Corwin found he did not much care to hear Miranda characterized as a Judas goat, but held his tongue.
“An elegant plan all around,” Smith mused, tapping his glass against his weathered palm. “If it had worked, our two finest men would be drained and dead, and all our suspicions would be pointed toward the unprotected Miss Prosper. Were she to disappear shortly thereafter, we would only think that her masters had spirited her out of reach. Very elegant indeed.”
“Three birds with one stone,” whispered Corwin.
“The question then becomes why Miss Prosper?” Smith went on as if Corwin had not spoken. “A Catalyst who is also a daughter of the haut ton.
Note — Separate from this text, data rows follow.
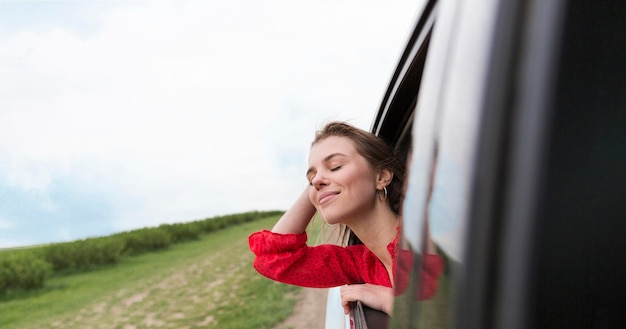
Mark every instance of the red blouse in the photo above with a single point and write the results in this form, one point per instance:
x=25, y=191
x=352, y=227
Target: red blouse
x=287, y=258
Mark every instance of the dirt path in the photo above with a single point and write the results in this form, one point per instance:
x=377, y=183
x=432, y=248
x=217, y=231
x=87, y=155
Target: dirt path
x=309, y=312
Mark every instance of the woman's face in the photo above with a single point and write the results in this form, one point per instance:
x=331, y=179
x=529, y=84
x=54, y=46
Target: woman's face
x=343, y=182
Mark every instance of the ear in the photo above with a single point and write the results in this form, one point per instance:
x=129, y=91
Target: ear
x=383, y=178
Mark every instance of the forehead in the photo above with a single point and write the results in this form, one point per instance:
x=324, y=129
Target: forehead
x=332, y=145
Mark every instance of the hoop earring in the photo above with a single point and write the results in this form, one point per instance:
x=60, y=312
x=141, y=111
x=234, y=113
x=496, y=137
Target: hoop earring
x=384, y=194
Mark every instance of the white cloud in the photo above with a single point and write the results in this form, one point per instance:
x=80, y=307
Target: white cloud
x=183, y=110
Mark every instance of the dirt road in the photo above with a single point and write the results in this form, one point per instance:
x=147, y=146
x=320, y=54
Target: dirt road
x=309, y=312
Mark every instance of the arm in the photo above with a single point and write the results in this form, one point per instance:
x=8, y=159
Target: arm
x=296, y=219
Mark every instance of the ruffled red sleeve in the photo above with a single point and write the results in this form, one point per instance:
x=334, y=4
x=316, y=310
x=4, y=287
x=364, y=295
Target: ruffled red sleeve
x=287, y=258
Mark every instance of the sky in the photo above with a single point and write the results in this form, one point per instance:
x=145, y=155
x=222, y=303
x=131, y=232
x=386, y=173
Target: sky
x=117, y=115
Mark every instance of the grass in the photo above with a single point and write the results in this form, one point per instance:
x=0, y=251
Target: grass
x=208, y=283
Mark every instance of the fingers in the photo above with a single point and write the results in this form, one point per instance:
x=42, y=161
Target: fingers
x=374, y=296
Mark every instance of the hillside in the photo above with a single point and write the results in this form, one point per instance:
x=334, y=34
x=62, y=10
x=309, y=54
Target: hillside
x=208, y=283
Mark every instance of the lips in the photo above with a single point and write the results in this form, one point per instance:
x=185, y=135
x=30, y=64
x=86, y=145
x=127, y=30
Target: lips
x=326, y=197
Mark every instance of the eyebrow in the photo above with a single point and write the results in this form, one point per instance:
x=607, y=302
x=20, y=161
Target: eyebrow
x=326, y=159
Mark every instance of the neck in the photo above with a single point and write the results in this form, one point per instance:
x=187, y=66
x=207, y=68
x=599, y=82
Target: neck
x=376, y=231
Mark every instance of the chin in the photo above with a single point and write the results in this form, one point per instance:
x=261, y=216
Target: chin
x=329, y=218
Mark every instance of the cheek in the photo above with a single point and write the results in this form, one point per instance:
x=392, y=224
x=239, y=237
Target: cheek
x=313, y=196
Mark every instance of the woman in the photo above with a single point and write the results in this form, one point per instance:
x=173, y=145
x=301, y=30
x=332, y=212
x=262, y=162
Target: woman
x=355, y=180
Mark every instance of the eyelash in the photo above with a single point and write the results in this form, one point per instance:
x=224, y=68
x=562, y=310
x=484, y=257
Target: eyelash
x=331, y=169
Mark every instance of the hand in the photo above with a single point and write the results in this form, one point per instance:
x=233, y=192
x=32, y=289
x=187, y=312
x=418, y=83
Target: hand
x=375, y=296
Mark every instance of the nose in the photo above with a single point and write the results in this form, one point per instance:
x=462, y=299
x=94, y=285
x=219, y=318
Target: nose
x=319, y=180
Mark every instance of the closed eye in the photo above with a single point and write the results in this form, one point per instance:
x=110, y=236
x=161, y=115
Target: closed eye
x=335, y=168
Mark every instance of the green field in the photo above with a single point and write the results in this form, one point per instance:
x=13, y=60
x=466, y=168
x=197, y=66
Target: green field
x=209, y=283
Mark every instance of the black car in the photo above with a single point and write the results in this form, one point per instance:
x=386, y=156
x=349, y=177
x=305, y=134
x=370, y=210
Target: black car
x=512, y=117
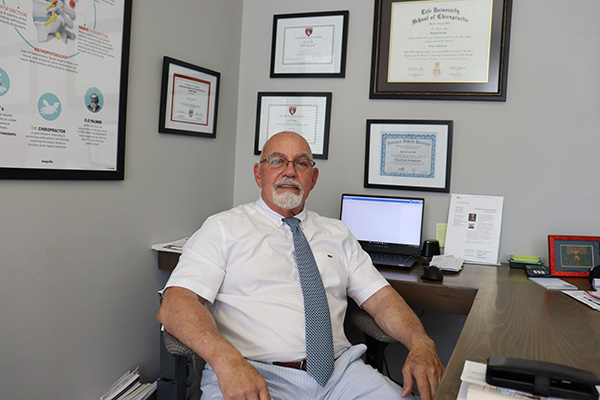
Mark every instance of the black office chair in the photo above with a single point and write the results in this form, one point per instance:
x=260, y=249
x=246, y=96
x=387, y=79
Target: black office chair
x=376, y=340
x=182, y=354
Was she simply convenient, or did they have some particular reason for choosing her from a list of candidates?” His eyes narrowed. “Our traitor does not seem to do things in a random fashion.”
“Either way, she is going to need protection,” said Corwin.
Smith nodded. “And training. We must make sure she is secure in her abilities and in her loyalties before our traitor has the opportunity to advance whatever designs he, or she, may have on Miss Prosper. So, Mr. Rathe, Mr. Marlowe, your mission remains unchanged. You must secure Miss Prosper to our cause and find our traitor.”
“What if the traitor’s plan is to bring us close to her?” asked Darius.
“That sort of supposition, Mr. Marlowe, leads very quickly to paralysis.” Smith tucked his glass into his waistcoat pocket, only to pull it out again a moment later. “It is not impossible that I am sending two good men further into a trap, and failing to rescue an innocent young woman from it. It would not be the first time I’ve made a hideous mistake.” His blue eyes clouded over for a moment, and Corwin hoped to never know what could cause such sorrow to crease a man’s face. “If it is a trap, you must find the trigger before it springs or die trying.”
It was a cold-blooded statement, and yet Corwin couldn’t fault the old man. This was war, and they were all soldiers.